Faces de Eva. Estudos sobre a Mulher  no.35 Lisboa jun. 2016

 

PIONEIRAS

Suzanne Daveau

 

 

Ana Firmino*, Elisabeth Évora Nunes**

* Universidade Nova de Lisboa, Faculdade de Ciências Sociais e Humanas, Departamento de Geografia e Planeamento Regional, Lisboa, Portugal, am.firmino@fcsh.unl.pt

**Universidade Nova de Lisboa, Faculdade de Ciências Sociais e Humanas, Centro Interdisciplinar de Ciências Sociais, Faces de Eva, Lisboa, Portugal


 

O percurso de vida da Professora Suzanne Daveau poderia ter sido bem diferente se, em 1960, durante o Congresso Internacional de Geografia realizado em Estocolmo, não tivesse conhecido o Professor Orlando Ribeiro. O interesse que este lhe suscitou ditou a sua vinda para Portugal, país onde tem passado a maior parte da sua vida e que adotou como seu, se bem que mantenha bem vivas as raízes que a ligam ao seu país de origem – a França. Mas quem é Suzanne Daveau?

Parisiense de nascimento, Suzanne Blanche Daveau nasceu a 13 de julho de 1925, sendo a segunda de quatro irmãos (dois rapazes e duas raparigas). Toda a família residia em Paris ou arredores. Do lado paterno, descende duma família originária de Argenteuil, uma aldeia especializada na produção vitícola desde o século XVII. Mas, tendo o bisavô mandado os filhos estudar, eles seguiram outras profissões.

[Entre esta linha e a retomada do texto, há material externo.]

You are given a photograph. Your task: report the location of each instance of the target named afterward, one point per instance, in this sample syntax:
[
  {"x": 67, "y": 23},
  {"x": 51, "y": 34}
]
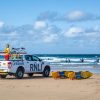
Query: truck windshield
[
  {"x": 2, "y": 57},
  {"x": 11, "y": 57}
]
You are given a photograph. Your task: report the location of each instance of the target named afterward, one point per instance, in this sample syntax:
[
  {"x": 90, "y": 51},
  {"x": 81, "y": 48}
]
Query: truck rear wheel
[
  {"x": 3, "y": 76},
  {"x": 19, "y": 73},
  {"x": 30, "y": 74},
  {"x": 46, "y": 72}
]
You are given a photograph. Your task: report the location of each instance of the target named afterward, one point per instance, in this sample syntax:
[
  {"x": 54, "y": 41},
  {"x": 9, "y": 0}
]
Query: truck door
[
  {"x": 37, "y": 67},
  {"x": 29, "y": 62},
  {"x": 33, "y": 64}
]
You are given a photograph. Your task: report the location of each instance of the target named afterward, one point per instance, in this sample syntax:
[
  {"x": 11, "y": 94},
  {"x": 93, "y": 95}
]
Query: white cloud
[
  {"x": 76, "y": 15},
  {"x": 40, "y": 25},
  {"x": 73, "y": 32},
  {"x": 49, "y": 38},
  {"x": 1, "y": 24}
]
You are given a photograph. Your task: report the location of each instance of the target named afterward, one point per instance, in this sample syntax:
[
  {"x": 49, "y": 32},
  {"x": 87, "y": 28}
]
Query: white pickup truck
[{"x": 23, "y": 64}]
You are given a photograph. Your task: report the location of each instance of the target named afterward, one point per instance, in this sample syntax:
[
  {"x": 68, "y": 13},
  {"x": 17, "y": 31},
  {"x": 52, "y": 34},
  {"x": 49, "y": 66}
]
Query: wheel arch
[
  {"x": 47, "y": 66},
  {"x": 21, "y": 67}
]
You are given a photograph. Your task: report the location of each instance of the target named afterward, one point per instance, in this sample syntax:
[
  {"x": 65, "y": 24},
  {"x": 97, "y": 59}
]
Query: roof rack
[{"x": 18, "y": 50}]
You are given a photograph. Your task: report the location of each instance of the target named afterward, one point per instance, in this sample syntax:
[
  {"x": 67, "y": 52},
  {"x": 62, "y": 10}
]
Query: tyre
[
  {"x": 3, "y": 76},
  {"x": 19, "y": 73},
  {"x": 46, "y": 72},
  {"x": 30, "y": 74}
]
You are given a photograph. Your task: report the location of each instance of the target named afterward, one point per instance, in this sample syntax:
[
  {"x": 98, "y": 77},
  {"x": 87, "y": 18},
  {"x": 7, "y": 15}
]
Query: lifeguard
[{"x": 7, "y": 52}]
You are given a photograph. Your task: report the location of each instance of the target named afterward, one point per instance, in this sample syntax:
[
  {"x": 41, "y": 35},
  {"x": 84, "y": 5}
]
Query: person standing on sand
[{"x": 7, "y": 51}]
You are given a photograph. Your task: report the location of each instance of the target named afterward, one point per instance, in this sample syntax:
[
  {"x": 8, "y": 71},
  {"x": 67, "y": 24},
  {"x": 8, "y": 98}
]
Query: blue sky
[{"x": 51, "y": 26}]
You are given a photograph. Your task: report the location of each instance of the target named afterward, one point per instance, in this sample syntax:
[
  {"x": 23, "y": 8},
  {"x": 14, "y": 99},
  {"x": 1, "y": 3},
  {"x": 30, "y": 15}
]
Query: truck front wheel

Durante o flagelo da filoxera, que destruiu muitas vinhas na Europa, os técnicos do Jardin des Plantes, em Paris, prestaram ajuda técnica  aos  viticultores  de Argenteuil.  O jovem Jules  Daveau 1 (tio-avô de Suzanne), que gostava de plantas, foi convidado a trabalhar neste prestigiado jardim parisiense, e aí desenvolveu a sua investigação. A convite do Conde de Ficalho, desempenhou as funções de jardineiro-chefe do Jardim Botânico de Lisboa, onde criou o arboreto, sendo a sua memória ali recordada em lápide comemorativa. Mais tarde viria a dirigir o Jardim Botânico de Montpellier, onde passou o resto da vida.

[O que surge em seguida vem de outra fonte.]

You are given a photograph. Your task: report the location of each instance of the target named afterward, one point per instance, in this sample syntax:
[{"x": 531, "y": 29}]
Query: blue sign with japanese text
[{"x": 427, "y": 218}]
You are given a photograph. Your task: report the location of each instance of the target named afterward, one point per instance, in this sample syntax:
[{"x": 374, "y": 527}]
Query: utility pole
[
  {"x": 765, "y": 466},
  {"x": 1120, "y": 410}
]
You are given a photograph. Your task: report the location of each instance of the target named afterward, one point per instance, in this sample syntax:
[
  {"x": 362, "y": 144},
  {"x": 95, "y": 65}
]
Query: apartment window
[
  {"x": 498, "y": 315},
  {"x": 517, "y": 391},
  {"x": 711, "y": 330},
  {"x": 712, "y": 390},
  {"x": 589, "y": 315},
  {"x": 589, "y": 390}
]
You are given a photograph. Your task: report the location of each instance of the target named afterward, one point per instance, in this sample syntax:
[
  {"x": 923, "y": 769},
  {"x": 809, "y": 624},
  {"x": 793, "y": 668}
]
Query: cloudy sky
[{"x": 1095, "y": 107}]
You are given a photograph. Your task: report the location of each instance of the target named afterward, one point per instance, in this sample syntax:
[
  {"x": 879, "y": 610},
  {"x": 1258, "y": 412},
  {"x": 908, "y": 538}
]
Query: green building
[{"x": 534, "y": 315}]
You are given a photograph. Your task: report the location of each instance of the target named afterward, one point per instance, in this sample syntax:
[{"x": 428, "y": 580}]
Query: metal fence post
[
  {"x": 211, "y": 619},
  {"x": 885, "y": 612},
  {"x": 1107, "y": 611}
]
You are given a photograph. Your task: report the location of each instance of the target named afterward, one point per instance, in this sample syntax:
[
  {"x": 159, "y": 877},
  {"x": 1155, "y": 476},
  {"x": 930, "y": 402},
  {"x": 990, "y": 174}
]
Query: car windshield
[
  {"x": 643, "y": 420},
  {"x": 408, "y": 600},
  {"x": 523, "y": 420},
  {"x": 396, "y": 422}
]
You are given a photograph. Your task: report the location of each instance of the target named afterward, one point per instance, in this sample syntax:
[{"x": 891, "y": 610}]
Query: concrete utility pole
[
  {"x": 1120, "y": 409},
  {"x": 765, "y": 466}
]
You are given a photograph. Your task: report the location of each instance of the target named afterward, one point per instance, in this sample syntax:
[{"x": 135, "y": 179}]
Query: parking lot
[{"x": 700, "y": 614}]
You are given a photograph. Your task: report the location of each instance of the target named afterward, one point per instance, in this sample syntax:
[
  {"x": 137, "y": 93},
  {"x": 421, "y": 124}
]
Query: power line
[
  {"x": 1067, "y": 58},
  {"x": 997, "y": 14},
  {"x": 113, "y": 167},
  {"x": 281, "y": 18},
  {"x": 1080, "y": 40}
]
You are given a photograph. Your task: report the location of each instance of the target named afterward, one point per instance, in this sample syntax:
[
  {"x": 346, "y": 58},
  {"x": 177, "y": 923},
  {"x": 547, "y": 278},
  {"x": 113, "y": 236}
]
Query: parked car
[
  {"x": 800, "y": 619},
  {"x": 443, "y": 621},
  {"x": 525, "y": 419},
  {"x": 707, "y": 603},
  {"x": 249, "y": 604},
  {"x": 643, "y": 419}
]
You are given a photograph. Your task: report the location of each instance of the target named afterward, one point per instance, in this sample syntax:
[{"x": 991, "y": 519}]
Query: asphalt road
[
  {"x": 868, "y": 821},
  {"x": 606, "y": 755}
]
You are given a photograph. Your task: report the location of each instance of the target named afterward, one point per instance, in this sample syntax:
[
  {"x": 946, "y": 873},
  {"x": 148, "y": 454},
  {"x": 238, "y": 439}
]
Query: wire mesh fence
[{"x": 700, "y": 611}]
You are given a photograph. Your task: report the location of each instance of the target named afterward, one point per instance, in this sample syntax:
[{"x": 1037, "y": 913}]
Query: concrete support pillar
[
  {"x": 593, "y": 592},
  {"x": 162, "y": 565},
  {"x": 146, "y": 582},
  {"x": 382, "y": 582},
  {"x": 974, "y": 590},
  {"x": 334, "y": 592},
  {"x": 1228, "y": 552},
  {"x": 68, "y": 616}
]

A família de Suzanne não era religiosa; nem a mãe nem a avó materna foram batizadas. Do lado paterno, sim, mas assumiam-se como livres-pensadores.

O avô materno, Léon Robert, originário da Borgonha, veio com a família trabalhar em Paris tendo apenas 10 anos. Empregou-se numa drogaria, o que, com o correr dos tempos, explica que a família se fixasse em Belleville, um bairro popular do Leste parisiense, tendo adquirido ali a loja, na qual Suzanne chegou ainda a trabalhar enquanto prosseguia os seus estudos universitários.

Os pais de Suzanne, Henri Daveau e Denise Robert, gostavam de viajar. Faziam excursões e passavam férias nos Alpes. Durante o ano escolar, muitos domingos eram passados na floresta de Fontainebleau. Este gosto de viajar e o contacto com a Natureza terão atuado como catalisadores que despertaram em Suzanne Daveau o interesse pela Geografia.

A história da sua infância e juventude foi, necessariamente, marcada pelas duas guerras mundiais. O pai ficou detido quatro anos na Alemanha, durante a guerra de 1914-18. O facto de falar alemão facilitou-lhe a vida, porque servia de intérprete. O irmão mais velho de Suzanne teve de ir trabalhar nos correios em Berlim, ficando preso e morrendo antes do fim da guerra.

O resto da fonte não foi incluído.